Space.com (11/29): The planet K2-3d orbits a bright star 150 light years away. First spotted by NASA’s Kepler space telescope, K2-3d was also studied by Japan’s Okayama Astrophysical Observatory, which helped uncover evidence that the planet could have liquid water on the surface. Once launched in late 2018, the James Webb Space Telescope will enable astronomers to search for evidence of biological activity in the atmosphere of K2-3d.

Weird landscape shows that Mercury’s no ‘dead’ planet

Seeker.com (11/29): Data from NASA’s long running but now concluded Messenger mission to Mercury show the planet closest to the sun is more than once imagined. Mercury hosts water ice, organic chemistry, one of the solar system’s largest impact basins, a large canyon and volcanic flows. Launched in 2004, Messenger orbited Mercury from 2011 to 2015.

Low Earth Orbit

Russia falls behind U.S. and China in annual space launches

Moscow Times, of Russia (11/29): Though 2016 has a month left, it appears the U.S. and China will surpass Russia in the number of annual rocket launches. Russia has led in the annual tally since the late 1960s. China has never surpassed Russia. The projected annual totals are U.S., 20; China, 19; Russia, 18. A slumping Russian economy and lapses in rocket performance appear to be the blame for the slide.

Research on Space Station is “excellent,” faces a backlog of requests

NASAspaceflight.com (11/30): Scientific research aboard the six-person International Space Station is growing — so much so that there is a backlog of work as well as a shortage of crew time. The total number of research activities undertaken so far total nearly 2,300, according to Sam Scimemi, NASA director of station operations, during a NASA Advisory Council panel earlier this month. The current crew of station astronauts has just over 300 investigations on its agenda.

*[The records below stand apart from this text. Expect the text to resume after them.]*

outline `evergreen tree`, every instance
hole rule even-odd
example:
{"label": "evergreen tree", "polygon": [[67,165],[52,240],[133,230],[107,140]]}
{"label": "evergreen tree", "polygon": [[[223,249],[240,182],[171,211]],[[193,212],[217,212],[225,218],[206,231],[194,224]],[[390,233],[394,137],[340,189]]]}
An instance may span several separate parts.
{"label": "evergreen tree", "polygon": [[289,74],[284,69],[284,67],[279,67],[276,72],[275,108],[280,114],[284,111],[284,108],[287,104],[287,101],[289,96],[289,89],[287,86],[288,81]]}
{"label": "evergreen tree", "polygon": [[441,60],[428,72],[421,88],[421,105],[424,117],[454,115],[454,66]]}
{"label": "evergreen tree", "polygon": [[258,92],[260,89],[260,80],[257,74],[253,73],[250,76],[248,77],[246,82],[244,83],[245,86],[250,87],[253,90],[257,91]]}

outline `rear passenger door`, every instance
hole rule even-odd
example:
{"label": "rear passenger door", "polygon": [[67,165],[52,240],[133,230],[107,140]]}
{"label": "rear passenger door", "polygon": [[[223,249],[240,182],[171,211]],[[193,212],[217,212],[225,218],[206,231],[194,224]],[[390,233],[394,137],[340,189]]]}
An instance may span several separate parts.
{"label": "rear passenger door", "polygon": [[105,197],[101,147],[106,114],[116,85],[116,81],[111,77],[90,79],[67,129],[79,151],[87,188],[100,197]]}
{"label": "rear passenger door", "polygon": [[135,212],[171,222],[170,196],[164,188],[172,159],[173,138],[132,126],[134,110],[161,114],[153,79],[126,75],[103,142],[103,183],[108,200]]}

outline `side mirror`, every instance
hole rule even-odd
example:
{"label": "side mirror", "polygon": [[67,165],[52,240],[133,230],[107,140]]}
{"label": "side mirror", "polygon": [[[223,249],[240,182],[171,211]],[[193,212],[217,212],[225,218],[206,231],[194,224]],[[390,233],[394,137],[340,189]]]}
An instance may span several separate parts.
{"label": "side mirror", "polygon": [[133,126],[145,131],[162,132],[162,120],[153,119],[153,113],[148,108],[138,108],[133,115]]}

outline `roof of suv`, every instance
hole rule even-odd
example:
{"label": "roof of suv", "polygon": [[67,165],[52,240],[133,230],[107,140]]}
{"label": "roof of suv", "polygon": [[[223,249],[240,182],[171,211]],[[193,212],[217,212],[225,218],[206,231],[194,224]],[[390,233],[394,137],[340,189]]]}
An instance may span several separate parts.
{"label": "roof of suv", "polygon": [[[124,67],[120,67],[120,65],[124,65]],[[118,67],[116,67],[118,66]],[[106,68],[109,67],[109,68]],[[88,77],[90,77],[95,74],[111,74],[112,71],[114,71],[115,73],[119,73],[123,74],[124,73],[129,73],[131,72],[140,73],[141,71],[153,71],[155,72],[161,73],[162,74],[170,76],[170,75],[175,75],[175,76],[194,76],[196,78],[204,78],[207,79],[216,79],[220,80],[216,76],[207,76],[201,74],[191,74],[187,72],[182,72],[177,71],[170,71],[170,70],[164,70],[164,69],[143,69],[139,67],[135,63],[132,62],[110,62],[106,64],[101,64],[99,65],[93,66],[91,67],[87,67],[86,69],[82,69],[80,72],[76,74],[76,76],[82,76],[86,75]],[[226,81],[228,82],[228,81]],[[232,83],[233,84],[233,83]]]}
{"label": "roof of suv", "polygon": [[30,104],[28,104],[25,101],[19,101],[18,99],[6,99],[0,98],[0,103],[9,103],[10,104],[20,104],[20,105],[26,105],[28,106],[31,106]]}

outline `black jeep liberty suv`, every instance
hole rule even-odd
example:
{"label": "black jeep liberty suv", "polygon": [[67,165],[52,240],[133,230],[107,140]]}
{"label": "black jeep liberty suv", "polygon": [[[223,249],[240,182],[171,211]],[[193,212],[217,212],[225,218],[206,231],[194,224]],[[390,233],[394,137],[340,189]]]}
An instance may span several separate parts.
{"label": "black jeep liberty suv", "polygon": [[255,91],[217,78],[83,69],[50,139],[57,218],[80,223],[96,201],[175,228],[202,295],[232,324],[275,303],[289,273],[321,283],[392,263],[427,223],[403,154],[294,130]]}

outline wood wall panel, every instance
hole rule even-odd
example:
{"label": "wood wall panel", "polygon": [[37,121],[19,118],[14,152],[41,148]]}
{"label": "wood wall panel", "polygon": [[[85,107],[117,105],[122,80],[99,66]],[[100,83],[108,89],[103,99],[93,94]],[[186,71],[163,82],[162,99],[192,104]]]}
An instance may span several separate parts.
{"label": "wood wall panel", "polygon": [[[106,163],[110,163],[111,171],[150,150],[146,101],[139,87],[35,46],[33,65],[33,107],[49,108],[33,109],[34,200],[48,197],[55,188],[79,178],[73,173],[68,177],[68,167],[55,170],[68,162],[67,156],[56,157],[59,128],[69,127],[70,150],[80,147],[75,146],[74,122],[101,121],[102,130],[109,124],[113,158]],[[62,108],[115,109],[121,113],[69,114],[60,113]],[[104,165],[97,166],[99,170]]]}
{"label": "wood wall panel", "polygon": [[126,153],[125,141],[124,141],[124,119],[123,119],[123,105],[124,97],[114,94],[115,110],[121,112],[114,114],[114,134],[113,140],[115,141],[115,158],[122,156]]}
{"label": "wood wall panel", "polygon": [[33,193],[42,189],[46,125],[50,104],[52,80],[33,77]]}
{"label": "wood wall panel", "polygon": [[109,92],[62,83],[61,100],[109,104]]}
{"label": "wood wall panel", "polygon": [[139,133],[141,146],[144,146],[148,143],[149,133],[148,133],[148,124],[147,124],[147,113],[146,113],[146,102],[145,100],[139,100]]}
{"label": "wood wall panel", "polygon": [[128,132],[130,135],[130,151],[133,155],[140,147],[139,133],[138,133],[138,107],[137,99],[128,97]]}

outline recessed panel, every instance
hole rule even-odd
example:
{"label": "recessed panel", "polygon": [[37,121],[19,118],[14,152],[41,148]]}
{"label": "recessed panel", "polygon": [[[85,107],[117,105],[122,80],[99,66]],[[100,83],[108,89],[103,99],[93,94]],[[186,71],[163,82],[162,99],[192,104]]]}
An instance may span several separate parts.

NASA ends efforts to repair Space Station Earth science instrument

Space News (11/29): The Rapid Scatterometer, an experimental instrument positioned outside the International Space Station to survey the world’s oceans to collect wind speed and direction data, has ceased operations, according to NASA. The sensor experienced a power problem in August and recovery efforts have failed. An Indian satellite is currently flying with a similar data gathering instrument, and a comparable sensor, the Cloud-Aerosol Transport System, was affixed to the Space Station in 2015.